Matrix Right-Inverse: Find x_1,x_2 for Ax=b

[TsAmE]

Homework Statement

Show that \mathbf{R_1} = \begin{pmatrix}-1 & 1 \\ 6& -4 \\ 4& -3\end{pmatrix} and \mathbf{R_2} = \begin{pmatrix}1 & -1 \\ -4& 6 \\ -4& 5\end{pmatrix} are both right-inverses of the matrix \mathbf{A} = \begin{pmatrix}1 &1 &-1 \\ 4&0 &1 \end{pmatrix}.

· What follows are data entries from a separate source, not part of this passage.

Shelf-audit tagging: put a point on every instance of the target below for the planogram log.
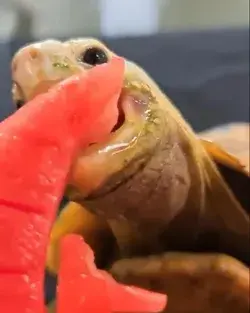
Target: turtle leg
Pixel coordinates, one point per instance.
(75, 219)
(194, 283)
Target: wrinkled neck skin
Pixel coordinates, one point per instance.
(154, 192)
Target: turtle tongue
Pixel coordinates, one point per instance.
(37, 146)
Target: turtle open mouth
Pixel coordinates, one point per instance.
(121, 116)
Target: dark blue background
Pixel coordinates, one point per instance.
(205, 73)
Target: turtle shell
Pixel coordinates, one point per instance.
(233, 171)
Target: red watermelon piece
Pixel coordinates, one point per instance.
(84, 288)
(37, 145)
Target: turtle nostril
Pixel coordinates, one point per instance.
(34, 53)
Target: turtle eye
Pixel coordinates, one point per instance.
(94, 56)
(19, 103)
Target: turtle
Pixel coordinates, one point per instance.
(163, 208)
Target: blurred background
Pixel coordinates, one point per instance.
(196, 50)
(116, 17)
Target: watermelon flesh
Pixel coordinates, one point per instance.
(83, 288)
(37, 145)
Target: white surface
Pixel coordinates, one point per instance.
(128, 17)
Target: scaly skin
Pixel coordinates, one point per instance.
(154, 185)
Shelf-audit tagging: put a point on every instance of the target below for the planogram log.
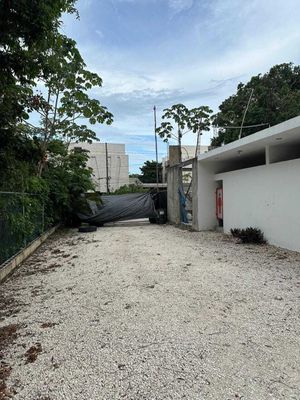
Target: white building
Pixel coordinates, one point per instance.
(109, 163)
(187, 152)
(260, 178)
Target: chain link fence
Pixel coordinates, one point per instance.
(22, 219)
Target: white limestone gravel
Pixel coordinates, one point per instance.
(140, 311)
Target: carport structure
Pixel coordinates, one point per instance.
(259, 175)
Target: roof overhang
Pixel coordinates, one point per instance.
(283, 135)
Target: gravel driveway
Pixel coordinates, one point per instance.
(140, 311)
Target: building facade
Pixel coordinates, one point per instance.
(109, 164)
(258, 178)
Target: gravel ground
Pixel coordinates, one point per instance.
(140, 311)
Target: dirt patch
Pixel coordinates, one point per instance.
(33, 352)
(8, 334)
(5, 371)
(8, 306)
(48, 324)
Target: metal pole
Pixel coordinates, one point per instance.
(156, 153)
(107, 177)
(240, 135)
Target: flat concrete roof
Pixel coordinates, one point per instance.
(286, 133)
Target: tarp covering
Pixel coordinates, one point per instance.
(120, 207)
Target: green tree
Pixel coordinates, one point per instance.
(27, 27)
(149, 172)
(275, 98)
(184, 120)
(66, 103)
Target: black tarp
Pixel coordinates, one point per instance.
(119, 207)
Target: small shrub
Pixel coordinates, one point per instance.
(249, 235)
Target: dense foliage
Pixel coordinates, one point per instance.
(148, 170)
(37, 125)
(178, 120)
(275, 98)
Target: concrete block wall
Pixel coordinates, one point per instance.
(118, 164)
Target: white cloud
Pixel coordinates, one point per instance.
(178, 6)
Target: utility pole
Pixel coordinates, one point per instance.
(107, 177)
(241, 130)
(156, 153)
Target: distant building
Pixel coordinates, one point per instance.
(187, 152)
(109, 163)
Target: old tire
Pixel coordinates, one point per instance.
(85, 229)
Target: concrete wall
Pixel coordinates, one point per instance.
(267, 197)
(118, 169)
(173, 197)
(205, 198)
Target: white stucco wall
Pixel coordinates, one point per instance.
(267, 197)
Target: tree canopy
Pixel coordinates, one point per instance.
(178, 120)
(148, 170)
(275, 98)
(34, 155)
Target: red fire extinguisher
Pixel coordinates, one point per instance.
(219, 203)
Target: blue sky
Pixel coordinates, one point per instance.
(161, 52)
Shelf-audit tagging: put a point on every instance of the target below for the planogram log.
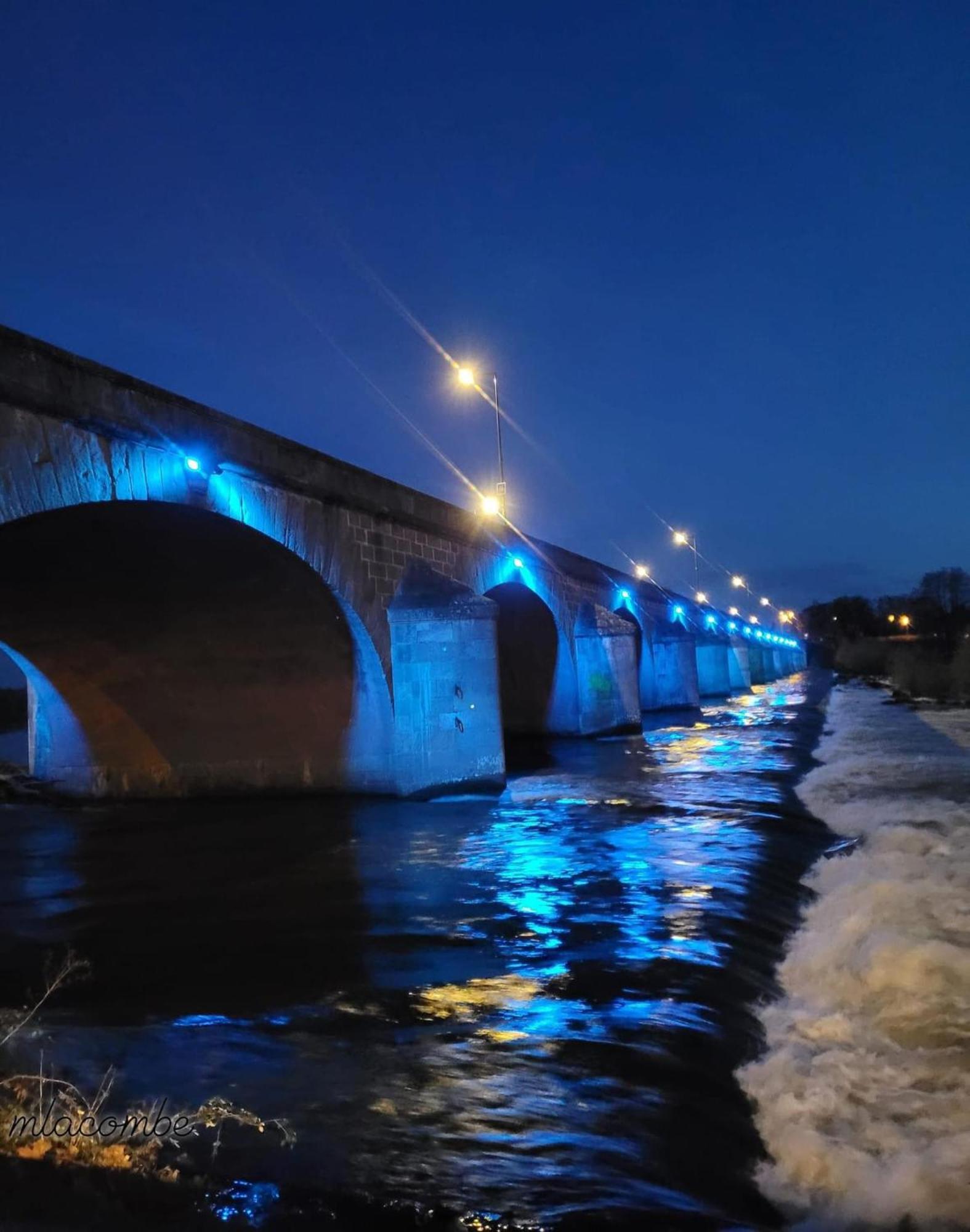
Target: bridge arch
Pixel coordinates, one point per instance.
(172, 650)
(537, 677)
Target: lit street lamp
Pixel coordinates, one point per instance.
(467, 378)
(682, 539)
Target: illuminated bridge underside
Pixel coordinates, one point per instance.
(277, 620)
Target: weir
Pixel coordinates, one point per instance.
(202, 608)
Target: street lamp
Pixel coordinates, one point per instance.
(682, 539)
(467, 378)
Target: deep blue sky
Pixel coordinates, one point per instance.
(718, 253)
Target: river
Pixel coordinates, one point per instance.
(528, 1007)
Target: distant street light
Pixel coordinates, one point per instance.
(682, 539)
(467, 378)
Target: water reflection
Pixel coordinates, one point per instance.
(532, 1005)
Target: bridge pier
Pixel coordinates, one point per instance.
(739, 665)
(713, 673)
(669, 679)
(606, 673)
(447, 714)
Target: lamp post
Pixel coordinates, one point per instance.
(467, 378)
(681, 539)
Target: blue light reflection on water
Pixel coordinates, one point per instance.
(528, 1003)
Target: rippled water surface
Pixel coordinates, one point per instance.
(527, 1007)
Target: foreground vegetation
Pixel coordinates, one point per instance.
(43, 1117)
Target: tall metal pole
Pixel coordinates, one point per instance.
(500, 487)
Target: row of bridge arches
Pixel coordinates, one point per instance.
(172, 650)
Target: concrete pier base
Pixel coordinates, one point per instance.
(739, 666)
(448, 724)
(606, 673)
(669, 681)
(713, 675)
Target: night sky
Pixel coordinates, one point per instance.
(717, 253)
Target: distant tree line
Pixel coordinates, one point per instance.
(919, 642)
(939, 609)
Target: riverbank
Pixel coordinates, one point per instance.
(525, 1010)
(863, 1091)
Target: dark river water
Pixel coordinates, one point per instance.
(528, 1007)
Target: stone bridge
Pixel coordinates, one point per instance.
(203, 608)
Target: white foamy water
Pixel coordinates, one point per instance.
(863, 1092)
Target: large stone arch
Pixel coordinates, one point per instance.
(174, 650)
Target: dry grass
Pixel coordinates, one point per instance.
(33, 1104)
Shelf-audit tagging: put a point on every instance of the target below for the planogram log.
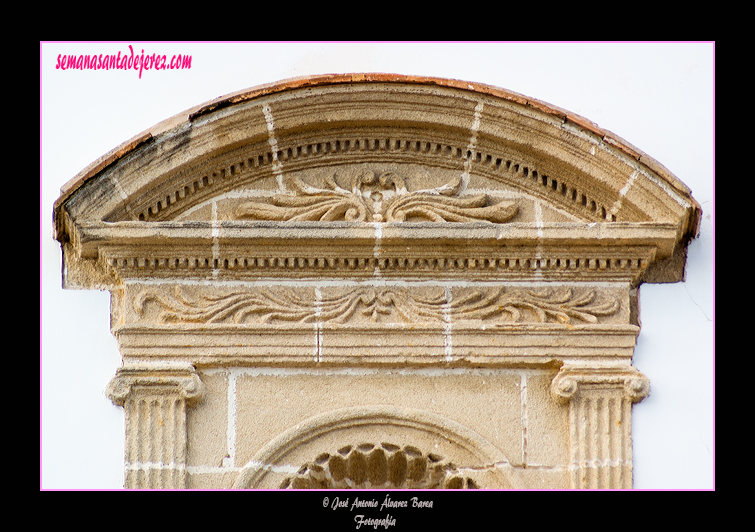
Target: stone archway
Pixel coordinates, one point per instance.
(459, 458)
(426, 242)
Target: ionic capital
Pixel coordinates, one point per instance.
(569, 380)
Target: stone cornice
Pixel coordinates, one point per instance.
(567, 383)
(617, 251)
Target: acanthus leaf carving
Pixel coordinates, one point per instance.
(395, 303)
(378, 199)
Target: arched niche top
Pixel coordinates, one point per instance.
(341, 152)
(456, 457)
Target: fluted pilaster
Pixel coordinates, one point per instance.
(600, 423)
(155, 399)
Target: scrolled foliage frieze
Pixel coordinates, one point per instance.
(379, 304)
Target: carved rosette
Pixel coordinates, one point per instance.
(600, 417)
(155, 400)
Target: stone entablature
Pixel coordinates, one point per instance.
(367, 264)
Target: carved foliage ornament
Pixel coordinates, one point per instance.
(376, 199)
(397, 304)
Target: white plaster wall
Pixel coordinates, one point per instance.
(659, 97)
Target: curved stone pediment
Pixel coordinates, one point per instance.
(346, 275)
(386, 149)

Use the right-inverses \mathbf{R_1} and \mathbf{R_2} to find two solutions \mathbf{x_1} and \mathbf{x_2} of the equation \mathbf{Ax = b}, where \mathbf{b} =\begin{pmatrix}0\\ 8\end{pmatrix}.

Homework Equations

None.

The Attempt at a Solution

By what I understand, the only way to solve Ax = b is with an inverse:

\mathbf{A^{-1}Ax = A^{-1}b}

\mathbf{x = A^{-1}b}

and matrix \mathbf{A}doesnt have an inverse

but the question asks to use the right-inverse and this is what I don't understand

 

[HallsofIvy]

If your textbook talks about "right inverses" then it must have a definition of "right inverse"! I suggest you look up your text's definition specifically but it probably is referring to "multiplication from the right". That is, A is a "right inverse" of B if and only if BA= I where I is the identity matrix.

So look at AR_1 and AR_2. What are they?

By what I understand, the only way to solve Ax = b is with an inverse

Then your understanding is wrong. An equation Ax= b has a unique solution if and only if A has an inverse and in that case x= A^{-1}b (though that is not the only way to solve the equation). If A is not invertible, then Ax= b may still have solutions, though they would not be unique.

 

[TsAmE]

Oh I see.

Would this be right?

\mathbf{Ax_1} = \mathbf{b}

\mathbf{AR_1x_1} = \mathbf{bR_1}

\mathbf{I_2x_1} = \mathbf{bR_1}

\mathbf{x_1} = \mathbf{bR_1}

and the same calculations for \mathbf{x_2}?